Konfitura malinowa
3 kartoniki (pojemność ok. 250 g) malin - trzeba je koniecznie przebrać, w moich były mrówki i pajączki :-)
cukier - ok. 400 gram - sypałam "na oko"
sok z połowy cytryny
Maliny zasypałam cukrem i na bardzo małym ogniu podgrzewałam tak długo, aż puściły sok. Cukier musi się rozpuścić i całość zacznie "bulgotać". Zostawiłam na ogniu godzinę. Staram się nie mieszać malin. Niech same się rozpadną. Na powierzchni konfitury powstanie natomiast biała piana - zbieram ją ostrożnie łyżką.
Następnego dnia znów podgrzałam i na bardzo małym ogniu zostawiłam na godzinę. Płyn powinien odparować. Jeśli wolicie bardziej płynne maliny to czas "gotowania" powinien być krótki - jeśli gęstsze, to warto jeszcze trzeciego dnia podgrzewać je przez godzinę.

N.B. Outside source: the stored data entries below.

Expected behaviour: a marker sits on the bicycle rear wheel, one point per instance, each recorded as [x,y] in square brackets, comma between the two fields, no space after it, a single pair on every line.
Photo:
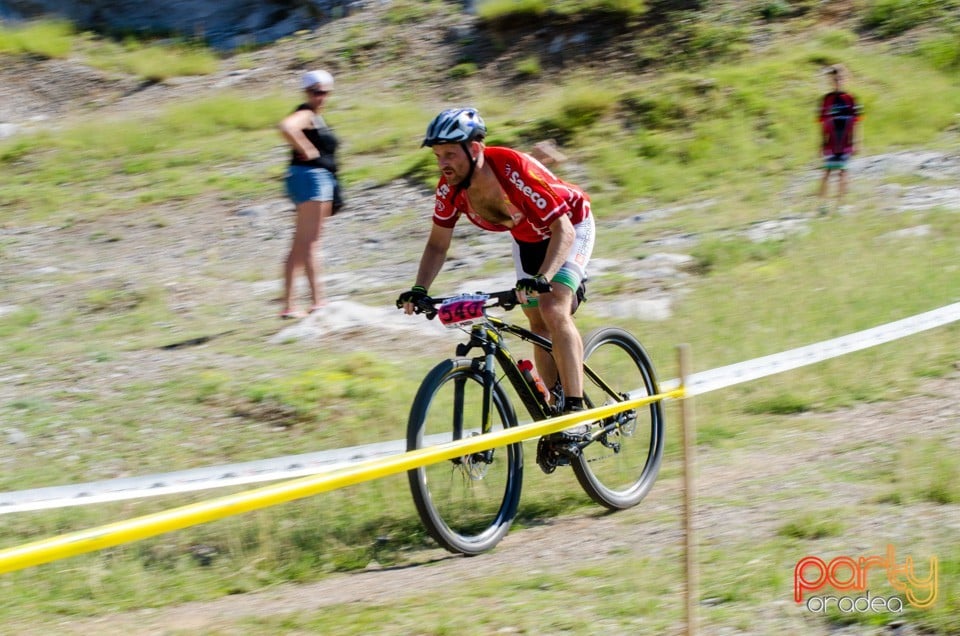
[468,503]
[618,470]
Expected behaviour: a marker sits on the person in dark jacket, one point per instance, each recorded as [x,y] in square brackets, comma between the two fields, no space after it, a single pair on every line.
[311,183]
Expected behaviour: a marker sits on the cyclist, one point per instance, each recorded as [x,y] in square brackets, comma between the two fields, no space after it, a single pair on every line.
[500,189]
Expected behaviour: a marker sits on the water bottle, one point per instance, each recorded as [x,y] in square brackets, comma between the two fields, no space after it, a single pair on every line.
[533,380]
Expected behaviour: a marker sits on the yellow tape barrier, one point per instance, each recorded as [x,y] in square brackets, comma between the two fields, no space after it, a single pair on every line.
[72,544]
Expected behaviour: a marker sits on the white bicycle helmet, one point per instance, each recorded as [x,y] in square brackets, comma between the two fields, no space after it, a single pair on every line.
[455,125]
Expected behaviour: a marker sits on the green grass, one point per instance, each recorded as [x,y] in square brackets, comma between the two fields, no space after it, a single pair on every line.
[45,39]
[729,137]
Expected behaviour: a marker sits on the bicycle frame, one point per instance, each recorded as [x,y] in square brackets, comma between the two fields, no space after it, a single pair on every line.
[487,335]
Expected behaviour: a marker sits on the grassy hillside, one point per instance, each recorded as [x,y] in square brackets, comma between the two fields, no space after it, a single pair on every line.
[702,109]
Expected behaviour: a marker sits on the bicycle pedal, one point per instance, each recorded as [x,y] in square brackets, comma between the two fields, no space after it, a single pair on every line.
[556,450]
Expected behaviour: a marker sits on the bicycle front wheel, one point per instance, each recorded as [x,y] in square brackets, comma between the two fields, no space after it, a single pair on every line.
[619,468]
[467,503]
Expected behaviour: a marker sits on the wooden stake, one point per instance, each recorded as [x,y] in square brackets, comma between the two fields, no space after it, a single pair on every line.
[689,433]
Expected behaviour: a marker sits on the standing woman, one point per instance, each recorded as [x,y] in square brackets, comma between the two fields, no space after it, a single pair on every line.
[311,181]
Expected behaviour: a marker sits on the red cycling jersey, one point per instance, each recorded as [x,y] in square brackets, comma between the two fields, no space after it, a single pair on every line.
[535,197]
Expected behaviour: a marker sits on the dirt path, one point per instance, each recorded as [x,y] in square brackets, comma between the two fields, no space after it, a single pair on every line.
[650,530]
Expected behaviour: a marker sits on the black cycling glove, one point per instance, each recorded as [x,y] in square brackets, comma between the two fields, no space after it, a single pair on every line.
[415,296]
[538,284]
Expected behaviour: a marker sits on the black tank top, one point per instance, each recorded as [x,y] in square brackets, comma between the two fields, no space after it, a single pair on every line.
[323,140]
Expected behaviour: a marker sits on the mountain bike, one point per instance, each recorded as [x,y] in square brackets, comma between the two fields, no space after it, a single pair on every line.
[468,503]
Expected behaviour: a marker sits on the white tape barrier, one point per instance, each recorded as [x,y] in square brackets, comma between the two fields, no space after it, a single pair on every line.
[313,463]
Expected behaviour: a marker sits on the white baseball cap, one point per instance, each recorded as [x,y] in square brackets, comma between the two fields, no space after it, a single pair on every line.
[312,78]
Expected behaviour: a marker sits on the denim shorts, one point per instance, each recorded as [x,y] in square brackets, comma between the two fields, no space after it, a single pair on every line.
[307,183]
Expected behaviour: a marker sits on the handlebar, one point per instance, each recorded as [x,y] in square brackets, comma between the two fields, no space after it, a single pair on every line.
[427,306]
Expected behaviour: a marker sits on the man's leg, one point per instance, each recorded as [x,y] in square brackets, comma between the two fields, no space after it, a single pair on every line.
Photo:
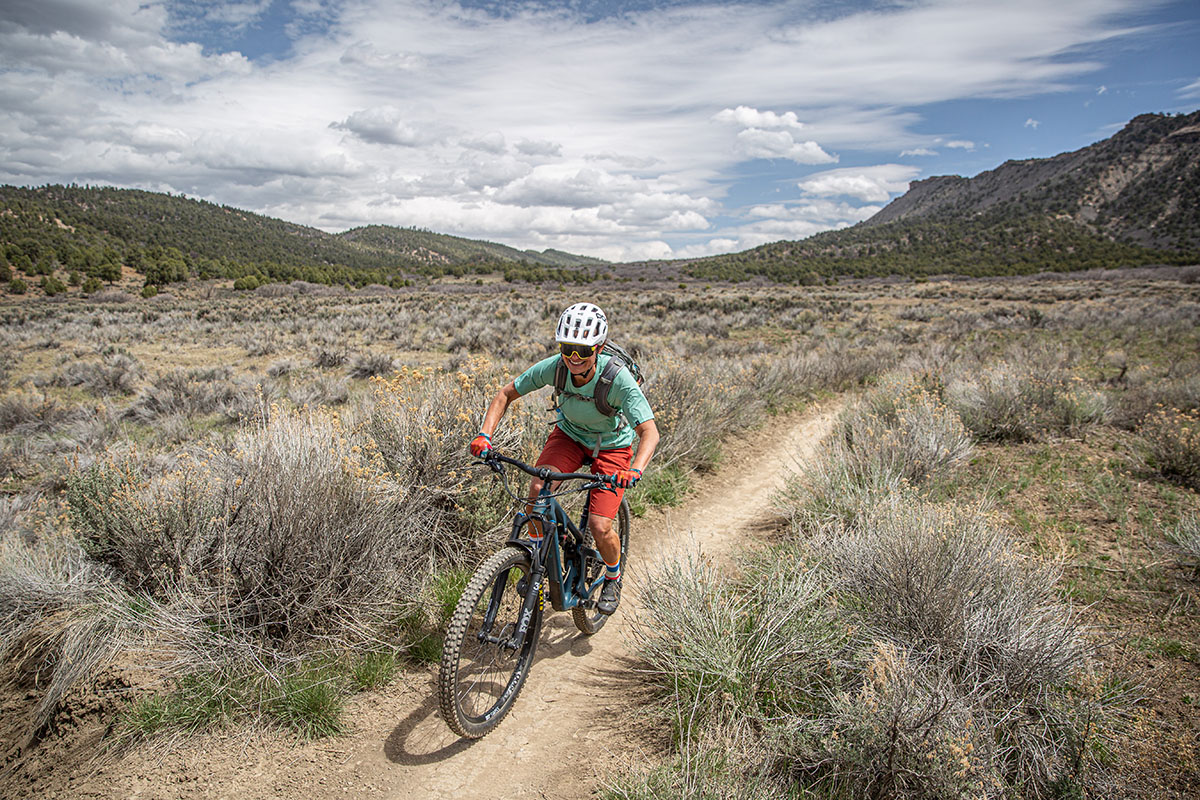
[605,506]
[562,455]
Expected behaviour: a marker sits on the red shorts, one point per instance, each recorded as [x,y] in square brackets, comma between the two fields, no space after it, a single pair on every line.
[565,455]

Ja wolę lekko płynne - takie dwudniowe konfitury z malin.
PS a najlepiej robić konfiturę z malin leśnych, bo są bardzo aromatyczne. No, ale z braku leśnych mogą być i bazarowe. Niestety to ostatnie dni pierwszych letnich malin. Teraz będzie chwila przerwy i w 2 połowie sierpnia powinna pojawić się późna odmiana.